When does a marketing expense become a bribe?
This morning I treated myself to breakfast at Wealden Wholefoods, a little vegetarian cafe in Wadhurst, East Sussex, where I ate the nicest scrambled eggs, drank coffee, and read the Financial Times: a really lovely start to a working day. I normally read the FT online so it was a nice, if dexterously challenging, change to have large sheets of pink paper to fold repeatedly as I read the business news: it was intelligent origami and good exercise too.
As a wrestled with the now unfamiliar broadsheet format (I’m just out of the habit) the paper got in a bit of a muddle (in my defence, I was trying to eat at the same time) and two stories fell on the floor together, as if I was meant to read them. When I did I couldn’t help but wonder at the ironic genius of editorial types who make the decisions about what to “run” on any particular day: the first story was about the review of the law on bribery, the second on how top British civil servants frequently retire from public service to take up lucrative jobs in “industry”.
In my mind at least Tony Blair connects these two apparently distinct stories: he is currently paid £2.5M per annum by JP Morgan Chase, in his part-time role as an advisor; and when still Prime Minister he also famously concluded that any further investigation into the accusation that BAE paid a Saudi prince $1Bn, to facilitate the UK’s biggest ever weapons contract, “was not in Britain’s best interests.”
My question to you is this: what exactly is the difference between the services provided by Tony or, allegedly, by Prince Bandar bin Sultan bin Abdul Aziz al-Saud? Maybe that is what the FT’s editor is asking, rather more subtlety than I am, too.
Tony gets paid for access, influence, and to provide insight into the workings of governments and particularly the UK government. Surely he gets paid to give his employers a commercial advantage? For £2.5m a year I’d want something back for my money; I’d want a good return on my investment. Isn’t this also exactly what the story about the UK bribery law is all about? It seems it is too harsh at present and there is demand for it to be watered down, as it is discouraging innocent British exporters from selling into countries where “facilitation” payments are normal. My point being that, although we justify it in different ways and use a different vocabulary to describe things, paying for influence is normal here too; we are just a bit more subtle about it and more discerning in who we pay and how we pay them.
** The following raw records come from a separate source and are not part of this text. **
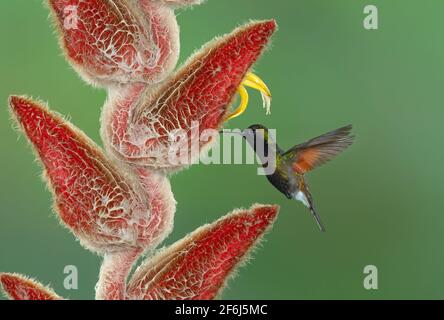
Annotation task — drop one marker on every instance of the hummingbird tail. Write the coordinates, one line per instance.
(317, 218)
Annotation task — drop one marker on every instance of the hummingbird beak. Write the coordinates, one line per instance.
(254, 82)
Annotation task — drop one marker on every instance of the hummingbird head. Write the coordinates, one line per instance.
(303, 195)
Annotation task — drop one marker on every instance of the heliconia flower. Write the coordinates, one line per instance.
(18, 287)
(119, 203)
(198, 266)
(119, 41)
(138, 120)
(103, 208)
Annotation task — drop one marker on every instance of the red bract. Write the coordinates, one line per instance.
(119, 203)
(198, 266)
(106, 211)
(118, 41)
(21, 288)
(139, 120)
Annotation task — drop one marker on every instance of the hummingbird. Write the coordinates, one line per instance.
(292, 165)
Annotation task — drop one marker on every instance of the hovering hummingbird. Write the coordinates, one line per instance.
(292, 165)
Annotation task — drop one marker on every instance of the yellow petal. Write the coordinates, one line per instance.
(254, 82)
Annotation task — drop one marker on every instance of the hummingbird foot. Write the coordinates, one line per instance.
(254, 82)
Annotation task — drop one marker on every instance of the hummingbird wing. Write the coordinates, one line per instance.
(315, 152)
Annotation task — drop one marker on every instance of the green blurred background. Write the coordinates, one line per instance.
(381, 200)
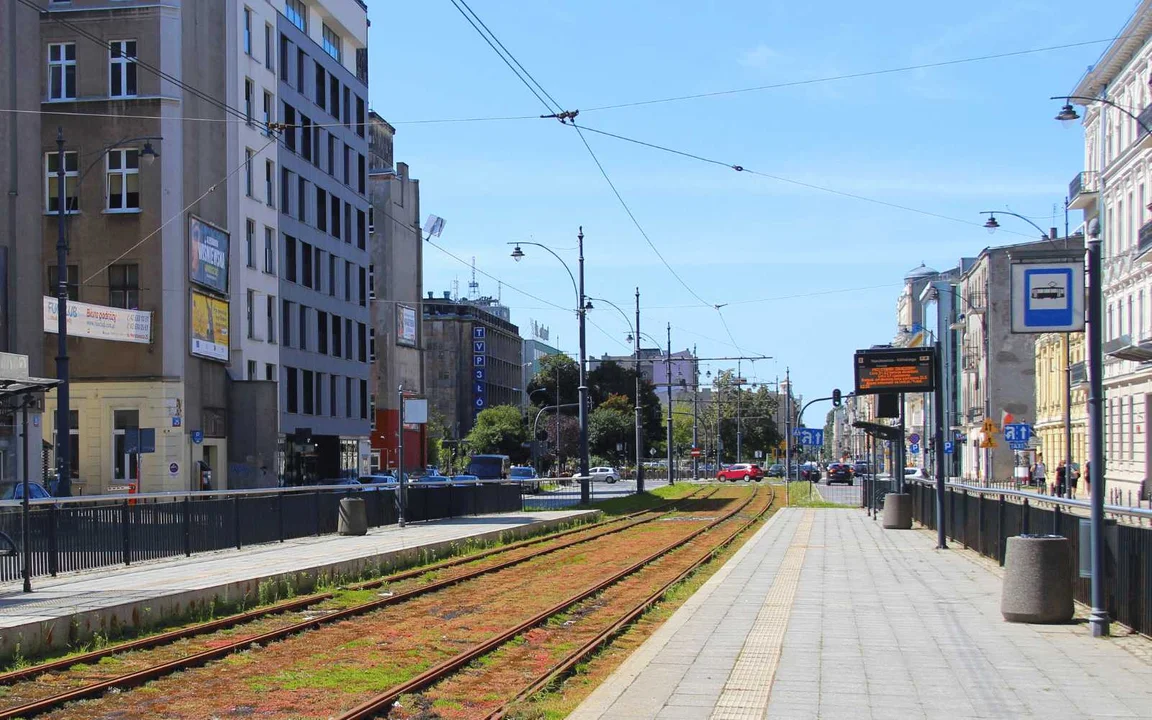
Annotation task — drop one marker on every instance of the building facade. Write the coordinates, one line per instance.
(1114, 192)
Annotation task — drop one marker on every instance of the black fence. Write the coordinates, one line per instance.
(984, 521)
(95, 533)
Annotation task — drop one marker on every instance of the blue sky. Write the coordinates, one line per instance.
(950, 141)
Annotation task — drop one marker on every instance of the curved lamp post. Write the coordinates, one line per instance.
(517, 255)
(63, 426)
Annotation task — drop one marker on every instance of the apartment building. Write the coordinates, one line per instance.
(1114, 192)
(325, 349)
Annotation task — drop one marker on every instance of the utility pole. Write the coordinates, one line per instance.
(672, 478)
(639, 408)
(63, 425)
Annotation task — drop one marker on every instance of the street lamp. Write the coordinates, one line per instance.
(582, 308)
(63, 425)
(634, 335)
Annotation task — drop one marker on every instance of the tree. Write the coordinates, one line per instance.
(500, 431)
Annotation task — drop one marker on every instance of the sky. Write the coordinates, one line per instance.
(804, 275)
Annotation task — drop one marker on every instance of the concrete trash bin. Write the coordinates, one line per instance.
(353, 517)
(1038, 580)
(897, 512)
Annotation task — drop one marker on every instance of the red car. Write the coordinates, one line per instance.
(741, 471)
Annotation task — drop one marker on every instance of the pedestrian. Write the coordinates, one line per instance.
(1040, 475)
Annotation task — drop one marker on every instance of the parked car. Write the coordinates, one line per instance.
(741, 471)
(840, 472)
(608, 475)
(14, 490)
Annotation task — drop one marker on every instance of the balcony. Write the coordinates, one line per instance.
(1083, 190)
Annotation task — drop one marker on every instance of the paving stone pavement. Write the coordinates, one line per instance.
(881, 624)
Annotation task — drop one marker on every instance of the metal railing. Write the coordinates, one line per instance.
(984, 518)
(88, 532)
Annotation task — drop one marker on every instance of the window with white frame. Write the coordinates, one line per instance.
(296, 13)
(332, 44)
(62, 72)
(122, 68)
(52, 181)
(123, 180)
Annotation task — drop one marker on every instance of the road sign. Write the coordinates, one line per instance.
(1047, 296)
(1017, 432)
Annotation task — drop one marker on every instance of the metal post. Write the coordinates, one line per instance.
(25, 510)
(639, 408)
(938, 441)
(63, 427)
(584, 484)
(401, 483)
(672, 477)
(1098, 619)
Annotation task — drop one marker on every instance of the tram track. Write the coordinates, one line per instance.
(583, 533)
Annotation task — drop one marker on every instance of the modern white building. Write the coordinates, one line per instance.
(1114, 192)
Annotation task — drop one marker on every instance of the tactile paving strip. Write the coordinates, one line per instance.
(745, 694)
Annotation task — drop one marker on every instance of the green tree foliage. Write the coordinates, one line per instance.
(499, 430)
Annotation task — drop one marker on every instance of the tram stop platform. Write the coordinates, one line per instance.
(824, 614)
(72, 608)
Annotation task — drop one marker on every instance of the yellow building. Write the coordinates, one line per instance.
(1051, 383)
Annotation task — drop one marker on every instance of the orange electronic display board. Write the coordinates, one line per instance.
(911, 370)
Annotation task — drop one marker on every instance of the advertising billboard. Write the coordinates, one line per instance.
(895, 371)
(99, 321)
(207, 255)
(406, 326)
(210, 327)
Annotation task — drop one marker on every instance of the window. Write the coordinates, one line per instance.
(321, 209)
(248, 31)
(270, 250)
(62, 72)
(321, 76)
(123, 463)
(321, 332)
(248, 172)
(122, 68)
(271, 319)
(250, 312)
(52, 181)
(72, 283)
(267, 46)
(250, 242)
(286, 324)
(123, 180)
(307, 264)
(302, 330)
(268, 118)
(308, 377)
(270, 174)
(283, 59)
(289, 259)
(331, 44)
(292, 391)
(124, 286)
(249, 100)
(296, 13)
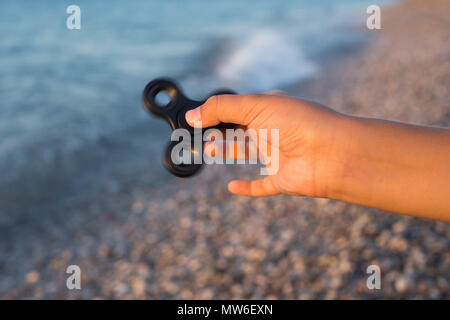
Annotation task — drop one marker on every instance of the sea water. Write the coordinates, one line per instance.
(66, 94)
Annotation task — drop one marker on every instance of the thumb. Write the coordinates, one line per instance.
(238, 109)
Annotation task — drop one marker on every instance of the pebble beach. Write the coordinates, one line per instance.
(192, 239)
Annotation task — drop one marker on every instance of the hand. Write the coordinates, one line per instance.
(309, 158)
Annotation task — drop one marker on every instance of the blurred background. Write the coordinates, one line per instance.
(81, 180)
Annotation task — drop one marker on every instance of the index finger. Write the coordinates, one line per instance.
(239, 109)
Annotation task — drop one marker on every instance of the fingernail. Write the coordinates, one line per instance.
(193, 115)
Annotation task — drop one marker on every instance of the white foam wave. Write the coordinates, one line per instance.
(264, 61)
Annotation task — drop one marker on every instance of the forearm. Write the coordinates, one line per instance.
(395, 167)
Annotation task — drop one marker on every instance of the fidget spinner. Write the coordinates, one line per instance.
(174, 113)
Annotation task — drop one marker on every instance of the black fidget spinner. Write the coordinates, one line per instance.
(174, 113)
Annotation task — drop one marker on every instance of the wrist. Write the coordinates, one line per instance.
(342, 144)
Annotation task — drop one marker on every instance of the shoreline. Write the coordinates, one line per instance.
(193, 240)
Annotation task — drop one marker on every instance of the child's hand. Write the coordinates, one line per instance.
(322, 153)
(308, 155)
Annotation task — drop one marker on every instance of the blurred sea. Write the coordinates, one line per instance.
(70, 100)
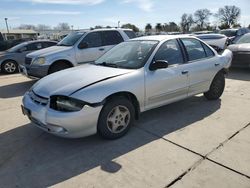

This sort of facilitation cost doesn’t create new business; it just gives access to greater market power and share than you would have otherwise: economists call it “rent”. “Marketing costs” like this are an investment in economic rent and an awful lot easier to do than have a better product offering, even if you could compete any other way: sometimes you just can’t. The difference between bribery and a marketing expense is semantic, cultural in its broadest sense and, critically, it is political. It’s all a bit “elephant in the room-ish” – we all know that the world, politics, and big business in particular, is not quite the straight-forward place we pretend it is, but I think we fear that if we stop pretending it all might get an awful lot worse.